Campcodes Online Job Finder System Unrestricted File Upload Vulnerability

A critical unrestricted file upload vulnerability has been identified in Campcodes Online Job Finder System version 1.0. The issue resides in the '/eris/applicationform.php' file, where the 'picture' parameter can be manipulated to upload malicious files without proper security checks.
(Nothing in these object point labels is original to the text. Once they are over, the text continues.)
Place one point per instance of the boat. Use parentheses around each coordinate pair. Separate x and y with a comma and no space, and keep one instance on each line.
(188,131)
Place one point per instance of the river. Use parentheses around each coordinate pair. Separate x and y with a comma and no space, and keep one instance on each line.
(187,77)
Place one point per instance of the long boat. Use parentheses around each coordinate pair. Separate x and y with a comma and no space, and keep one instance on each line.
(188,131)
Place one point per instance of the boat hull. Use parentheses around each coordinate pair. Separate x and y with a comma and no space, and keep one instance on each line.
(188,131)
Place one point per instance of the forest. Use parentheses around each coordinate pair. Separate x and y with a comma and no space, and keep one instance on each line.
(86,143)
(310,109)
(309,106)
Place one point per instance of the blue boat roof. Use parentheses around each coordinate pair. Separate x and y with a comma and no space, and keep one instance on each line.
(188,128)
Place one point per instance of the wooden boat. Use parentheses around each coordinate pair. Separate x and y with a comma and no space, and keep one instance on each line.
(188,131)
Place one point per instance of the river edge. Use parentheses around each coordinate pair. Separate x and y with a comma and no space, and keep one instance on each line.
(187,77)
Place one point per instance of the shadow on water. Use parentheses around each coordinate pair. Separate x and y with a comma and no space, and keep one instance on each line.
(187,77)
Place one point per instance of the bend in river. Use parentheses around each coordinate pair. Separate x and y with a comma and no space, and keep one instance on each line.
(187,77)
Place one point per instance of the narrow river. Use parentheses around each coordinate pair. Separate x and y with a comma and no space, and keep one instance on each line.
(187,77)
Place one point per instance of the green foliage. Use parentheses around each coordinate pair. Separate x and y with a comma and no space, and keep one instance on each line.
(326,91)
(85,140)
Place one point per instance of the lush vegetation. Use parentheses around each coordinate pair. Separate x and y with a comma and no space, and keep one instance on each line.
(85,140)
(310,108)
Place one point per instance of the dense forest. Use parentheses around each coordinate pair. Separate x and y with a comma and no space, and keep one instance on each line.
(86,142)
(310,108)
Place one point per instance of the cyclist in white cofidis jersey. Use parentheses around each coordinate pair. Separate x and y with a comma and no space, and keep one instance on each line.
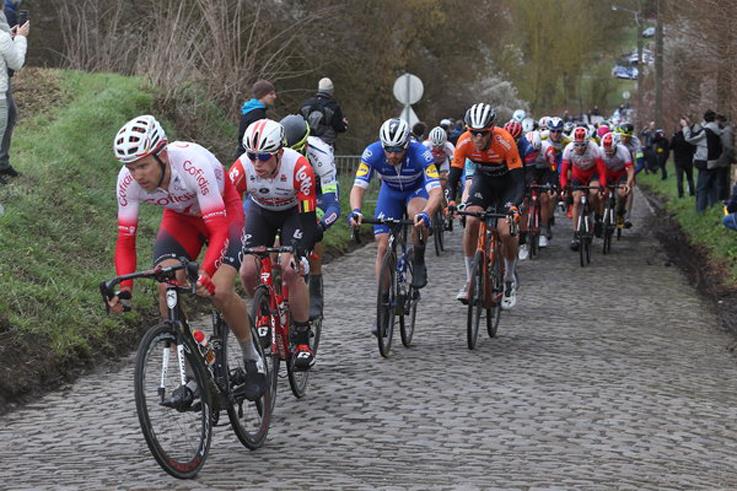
(201,206)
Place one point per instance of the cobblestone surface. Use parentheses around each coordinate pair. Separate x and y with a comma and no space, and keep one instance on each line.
(610,377)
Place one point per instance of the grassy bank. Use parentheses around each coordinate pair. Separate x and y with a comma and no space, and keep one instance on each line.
(705,231)
(58,229)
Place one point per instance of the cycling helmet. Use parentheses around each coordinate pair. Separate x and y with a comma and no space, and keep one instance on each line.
(264,136)
(139,138)
(514,128)
(580,134)
(608,141)
(602,130)
(296,131)
(528,124)
(555,124)
(479,116)
(438,137)
(394,133)
(626,129)
(535,141)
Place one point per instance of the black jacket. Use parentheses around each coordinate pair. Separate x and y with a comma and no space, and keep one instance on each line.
(682,150)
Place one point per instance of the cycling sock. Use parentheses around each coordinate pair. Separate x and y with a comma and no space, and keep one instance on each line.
(249,350)
(468,260)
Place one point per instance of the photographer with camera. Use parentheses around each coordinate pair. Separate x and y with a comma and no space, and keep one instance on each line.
(13,45)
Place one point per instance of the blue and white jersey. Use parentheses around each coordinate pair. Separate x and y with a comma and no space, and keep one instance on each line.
(417,168)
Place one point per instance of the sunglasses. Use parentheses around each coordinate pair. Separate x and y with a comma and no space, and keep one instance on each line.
(263,157)
(397,149)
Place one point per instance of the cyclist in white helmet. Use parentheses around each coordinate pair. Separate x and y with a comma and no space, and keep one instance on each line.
(409,183)
(201,205)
This vulnerability can be exploited remotely, allowing attackers to upload files such as web shells, which could then be used to execute arbitrary code on the server.

Impact

Exploitation of this vulnerability allows remote attackers to upload malicious files that can be executed on the server, leading to unauthorized code execution. This poses a significant risk as it can be used to compromise the entire system.

Reproduction

To reproduce this vulnerability, send a POST request to '/eris/process.php' with the 'action' parameter set to 'submitapplication' and the 'JOBID' parameter set to '2'. Include the 'picture' parameter in the form-data, attaching a file named 'shell.php' that contains a web shell payload. The request can be made using a tool like Burp Suite or Postman.

Remediation

It is recommended to implement server-side validation of uploaded files, allowing only specific file types and extensions. Additionally, files should be renamed to remove any original metadata and stored outside the web root, with access managed through secure proxy scripts.